El complejo habitacional era uno de los más grandes de la provincia. Ubicado en las inmediaciones de la ciudad, albergaba un sinfín de departamentos construidos para todas las clases y sectores de la comunidad, habitados hasta el límite de sus posibilidades edilicias. Era un vecindario silencioso que gozaba de un vista amplia, pareja y relajante; un cuadro vivo pintado con colores de piedra, metal y vegetación sobre un lienzo estrellado lejos del smog y los ruidos mecánicos de la gran urbe correntina.
Al ingresar, uno podía encontrar grandes edificios que como hercúleos tapiales insultantes al sol, llenos de puertas y ventanas disparejas, protegían la avenida principal. Al fondo de la arteria de cemento, siempre transitada en horario matutino, se encontraban las viviendas un tanto más costosas, que sin apilarse se distribuían parejas tanto hacia la izquierda como hacia la derecha, forzando a los visitantes ocasionales a dirigirse hacia uno u otro lado del camino. Al ocaso del pasaje izquierdo, se alzaba una fastuosa reja metálica adornada con calas, margaritas y crisantemos de plata y oro, siempre cerrada con tres grandes candados de bronce de antaña data empero muy bien preservados.
Al traspasar estas puertas, se extendía una pequeña peatonal mucho más reducida en su ancho y su largo que el ingreso primero al barrio, pero cuyo suelo informaba a los caminantes que no se encontraban en ningún otro de los caminos que irrigaban el distrito; era el sector especial, el cual se delataba no sólo en el piso de mármol blanco perlino que acariciaba gentilmente a los pies vestidos de costosos calzados, sino también en las casas, pequeñas mansiones, que descansaban sobre ambas veredas compitiendo sin tocarse por cual de todas ellas era la más vistosa e inspiradora de orgullo y honor. En una de esas lujosas residencias, más precisamente en la segunda a la izquierda desde el pórtico de ingreso, se había mudado Érika pocas lunas atrás.

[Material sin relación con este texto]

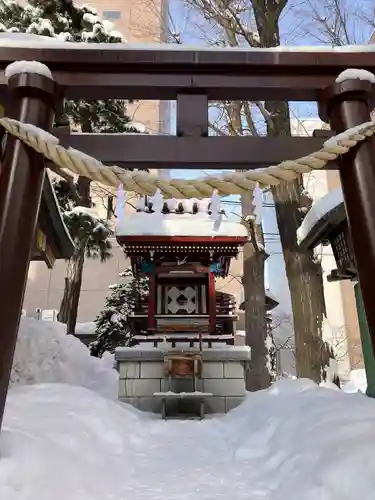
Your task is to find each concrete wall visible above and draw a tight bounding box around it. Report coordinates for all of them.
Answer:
[116,347,250,413]
[300,119,363,378]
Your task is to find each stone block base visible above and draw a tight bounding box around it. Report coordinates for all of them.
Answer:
[115,346,250,415]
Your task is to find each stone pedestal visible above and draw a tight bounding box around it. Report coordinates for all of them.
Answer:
[115,346,250,413]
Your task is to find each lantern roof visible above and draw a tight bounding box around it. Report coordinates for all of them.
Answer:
[297,188,346,248]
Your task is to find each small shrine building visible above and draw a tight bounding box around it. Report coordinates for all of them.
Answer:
[116,192,250,416]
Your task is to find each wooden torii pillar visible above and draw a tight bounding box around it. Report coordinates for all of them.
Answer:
[319,79,375,360]
[0,69,56,428]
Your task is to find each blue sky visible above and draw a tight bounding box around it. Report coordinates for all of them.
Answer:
[166,0,373,311]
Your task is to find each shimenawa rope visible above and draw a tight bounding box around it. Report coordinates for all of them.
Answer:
[0,117,375,198]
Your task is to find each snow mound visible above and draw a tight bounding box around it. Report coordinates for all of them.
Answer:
[343,368,367,394]
[11,318,118,399]
[0,380,375,500]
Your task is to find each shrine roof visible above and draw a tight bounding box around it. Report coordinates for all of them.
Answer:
[116,212,248,239]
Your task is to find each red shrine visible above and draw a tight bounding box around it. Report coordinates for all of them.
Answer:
[116,193,248,347]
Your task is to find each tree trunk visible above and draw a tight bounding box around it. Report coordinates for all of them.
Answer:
[252,0,325,382]
[242,191,271,391]
[57,177,92,334]
[228,101,271,392]
[67,248,85,334]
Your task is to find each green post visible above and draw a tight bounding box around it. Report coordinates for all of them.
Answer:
[354,283,375,398]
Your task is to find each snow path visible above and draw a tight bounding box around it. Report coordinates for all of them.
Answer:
[0,319,375,500]
[0,380,375,500]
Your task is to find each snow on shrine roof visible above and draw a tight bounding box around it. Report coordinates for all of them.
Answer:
[297,188,344,245]
[116,212,248,238]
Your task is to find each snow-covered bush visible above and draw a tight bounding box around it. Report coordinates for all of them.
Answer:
[90,269,148,357]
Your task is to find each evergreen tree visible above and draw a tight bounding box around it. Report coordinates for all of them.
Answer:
[0,0,143,333]
[90,269,148,357]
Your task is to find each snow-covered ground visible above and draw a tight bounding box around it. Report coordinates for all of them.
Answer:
[10,318,118,398]
[343,368,367,394]
[0,322,375,500]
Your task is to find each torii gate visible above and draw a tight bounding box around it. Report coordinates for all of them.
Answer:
[0,42,375,430]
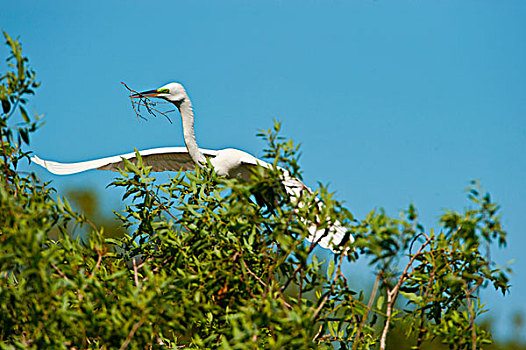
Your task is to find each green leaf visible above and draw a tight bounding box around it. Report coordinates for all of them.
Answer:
[327,259,335,279]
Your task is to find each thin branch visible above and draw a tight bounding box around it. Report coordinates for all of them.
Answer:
[121,81,175,124]
[132,257,139,287]
[120,318,145,350]
[352,270,383,350]
[380,235,432,350]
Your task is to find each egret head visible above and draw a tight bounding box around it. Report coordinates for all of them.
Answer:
[132,83,187,104]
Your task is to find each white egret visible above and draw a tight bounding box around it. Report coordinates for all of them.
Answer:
[31,83,354,252]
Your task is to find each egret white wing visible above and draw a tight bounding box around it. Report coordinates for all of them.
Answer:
[31,147,221,175]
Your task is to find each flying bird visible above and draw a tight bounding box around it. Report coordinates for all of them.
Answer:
[31,83,354,252]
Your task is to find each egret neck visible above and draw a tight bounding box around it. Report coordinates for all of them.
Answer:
[175,98,206,166]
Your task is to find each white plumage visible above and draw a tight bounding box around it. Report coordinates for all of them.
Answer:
[31,83,354,252]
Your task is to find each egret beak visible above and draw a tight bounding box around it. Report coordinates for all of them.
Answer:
[131,89,160,98]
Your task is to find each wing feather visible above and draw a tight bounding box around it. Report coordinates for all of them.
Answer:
[31,147,217,175]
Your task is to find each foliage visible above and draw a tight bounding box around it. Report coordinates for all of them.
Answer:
[0,33,520,349]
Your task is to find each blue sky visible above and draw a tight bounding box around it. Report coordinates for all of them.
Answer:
[0,0,526,337]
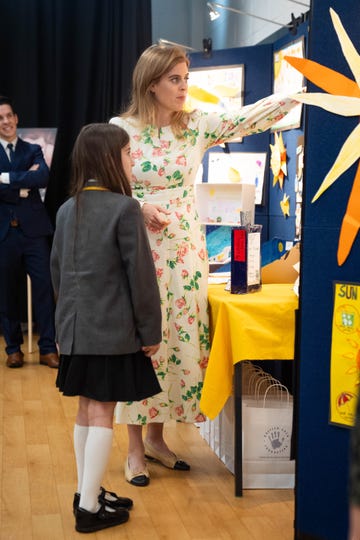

Érika era parte de la cuarta generación de una familia de linaje goyano, que había generado, aumentado y mantenido su dilatada fortuna a través de los años gracias a la producción y comercialización de yerba mate. Su bisabuelo, Don Santos Julián, fue un visionario en el negocio del consumo de la infusión, llegando en los últimos años de su vida a construir una de las empresas autóctonas que mayor cantidad de puestos de trabajo había generado en toda una década, y aunque sus decisiones la llevaron lejos del negocio familiar, Érika, una mujer de carnes ligeras, cabellos rubios blanquecinos y una piel tan tersa como la seda, llevaba en la sangre el gusto amargo de la yerba correntina casi hirviendo que su padre había logrado comercialmente conquistar. Su espíritu candente, con la capacidad de encender a cualquier hombre que se atreviese a amarla en reciprocidad, su personalidad despierta que se delataba por medio de respuestas rápidas e incisivas y un carácter áspero y agrio en ocasiones, personificaban con total justeza la infusión de la arbórea neotropical.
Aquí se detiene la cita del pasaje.